In fact, owners of well-positioned office properties are welcoming vacancies that give them an opportunity to re-tenant the space at higher rates,” Willits said, "and tenants who insist on prime Class A locations and amenities have very few choices left in th emarket right now," adding that investors are met with multiple offers for office properties, most of which never reach the open market.
“The result will be sharp increases in asking office rents in 2015 while market forces race to develop new buildings to catch up with the surge in demand,” he added.
Increasingly, the focus is expected to shift to redevelopment and repositioning of older Class B buildings versus ground-up office development in the coming year.

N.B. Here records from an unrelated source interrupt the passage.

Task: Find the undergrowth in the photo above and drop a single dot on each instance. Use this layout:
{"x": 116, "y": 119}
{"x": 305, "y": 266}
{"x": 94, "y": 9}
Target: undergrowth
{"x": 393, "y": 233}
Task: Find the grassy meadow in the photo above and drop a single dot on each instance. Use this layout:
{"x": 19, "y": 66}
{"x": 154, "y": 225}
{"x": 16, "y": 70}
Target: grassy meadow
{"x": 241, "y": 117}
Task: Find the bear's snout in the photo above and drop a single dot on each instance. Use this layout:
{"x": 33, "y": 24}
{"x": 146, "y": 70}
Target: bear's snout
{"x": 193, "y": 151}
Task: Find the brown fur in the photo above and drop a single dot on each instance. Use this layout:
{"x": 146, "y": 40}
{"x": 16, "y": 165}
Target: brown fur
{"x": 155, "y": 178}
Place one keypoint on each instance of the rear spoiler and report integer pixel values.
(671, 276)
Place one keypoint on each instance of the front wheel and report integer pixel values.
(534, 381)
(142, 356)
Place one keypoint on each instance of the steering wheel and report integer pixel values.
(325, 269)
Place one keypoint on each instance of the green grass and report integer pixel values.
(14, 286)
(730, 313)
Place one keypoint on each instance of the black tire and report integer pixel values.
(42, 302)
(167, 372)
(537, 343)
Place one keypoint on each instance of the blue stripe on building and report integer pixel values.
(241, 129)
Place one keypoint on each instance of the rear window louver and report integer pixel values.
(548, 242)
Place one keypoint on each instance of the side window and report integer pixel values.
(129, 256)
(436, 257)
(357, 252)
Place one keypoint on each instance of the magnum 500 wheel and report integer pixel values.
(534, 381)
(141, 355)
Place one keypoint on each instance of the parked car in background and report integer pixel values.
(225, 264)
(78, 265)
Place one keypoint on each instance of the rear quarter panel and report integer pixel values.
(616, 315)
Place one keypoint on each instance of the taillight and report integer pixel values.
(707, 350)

"The push for creative or lifestyle office is no longer a fad but here to stay," said AY's Vittone. "Not only are investors/developers seeking to reposition Class B office product, but many are seeking antiquated, low-clear industrial buildings with decent parking as creative office conversions."
In Silicon Valley, where Class A office space trades at a premium after large tech companies like Google and LinkedIn scooped up huge blocks of space, "we’ve also seen startups take the single and two-story R&D product and convert it to a lower-cost but still very nice alternative product," Gabrielson added.
Lending terms will get more aggressive for office development and acquisition over the next 12 months.
"There is a backlog of equity and debt chasing deals in the marketplace. Lenders need to get money out and I would not be surprised to see credit spreads tighten anywhere from 10 to 25 basis points," Vittone added.